What “pay version”? What are you talking about?
They’re trying to make money for their shareholders, not Sun’s (or real or apple or aol).
Nevertheless there was a contract. You can claim that nobody has to honor contracts because “all’s fair in love and war”, but the truth is that business is neither of those. Sure, some people try to make it war, and they have to pay for their crimes.
“I agree with the other guy that was talking about Java for scrolling banners and other annoying applets. I myself have not found a single use for it yet, and was actually happy that MS decided to remove it.”
I have found plenty of uses for Java:
1. Server side applications.
2. Rapid development – Studies have shown that development times with Java are around 5 times faster than with C or C++ and the source code is about 2 to 3 times smaller.
3. Cross platform – If you stick to “100% pure Java”, the same bytecode file will run on virtually any machine that implements the Java VM.
As far as Java being slow, that’s not as true anymore as it used to be. Decent JIT compilers can get Java programs to within 90% of the performance of the same program written in C or C++.
i saw Java beat VC++ in a benchmark once
it lost in the others but not by much
i saw Java beat VC++ in a benchmark once
it lost in the others but not by much
LOL, that’s funny! There’s something very wrong with a C/C++ compiler that requires more runtime libraries than VB.
I meant the premium version of non-ms browsers (opera for example) or media players (quicktime and realone). If you force ms to include any of those applications some people will pay for the full one thereby generating revenue for those companies at no cost (since they’re currently downloaded the companies have the cost of bandwidth and servers, if ms is forced to include them those costs go down even though more revenue is generated with the greater exposure).

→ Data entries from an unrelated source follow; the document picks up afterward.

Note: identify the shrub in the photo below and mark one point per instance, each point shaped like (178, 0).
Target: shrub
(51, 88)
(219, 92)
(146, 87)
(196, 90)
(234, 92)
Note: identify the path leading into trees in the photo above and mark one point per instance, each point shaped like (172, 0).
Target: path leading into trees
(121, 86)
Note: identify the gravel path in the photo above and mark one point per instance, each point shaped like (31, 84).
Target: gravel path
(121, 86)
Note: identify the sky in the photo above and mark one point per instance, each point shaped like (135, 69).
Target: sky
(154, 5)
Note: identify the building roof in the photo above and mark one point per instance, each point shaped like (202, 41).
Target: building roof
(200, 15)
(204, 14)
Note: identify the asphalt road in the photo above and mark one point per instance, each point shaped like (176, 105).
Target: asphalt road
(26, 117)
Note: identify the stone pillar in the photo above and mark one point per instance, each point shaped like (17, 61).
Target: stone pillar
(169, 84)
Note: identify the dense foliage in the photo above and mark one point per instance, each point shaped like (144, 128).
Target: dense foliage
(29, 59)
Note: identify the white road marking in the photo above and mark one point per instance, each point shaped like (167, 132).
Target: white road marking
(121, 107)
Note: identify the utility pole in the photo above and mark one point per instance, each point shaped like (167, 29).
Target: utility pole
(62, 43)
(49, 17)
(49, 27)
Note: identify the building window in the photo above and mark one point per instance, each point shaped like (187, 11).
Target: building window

btw ms never breached the contract, they just used the java trademarked name on a non-100% compliant virtual machine. Which is why they had to pay the 20 million.
“LOL, that’s funny! There’s something very wrong with a C/C++ compiler that requires more runtime libraries than VB.”
Umm… What do you think dynamically linked binaries in Linux are? Same principle. And UNIX did it long before Windows. It’s a pretty nice concept actually. Dynamically linked binaries are significantly smaller than statically linked ones. And you don’t end up 50,000 copies of the same code on your system. All the programs that need it share the same copy.
I have recently started to work with Vb.Net (Visual Basic) The codes for Vb.Net look awefully familiar to that of Java. To program in Vb.Net all you need to do is download the Sdk (Same story with Java) I read recently that MS wants to drop Java by 2004. It is promoting the crap out of its .Net framework. Whats next?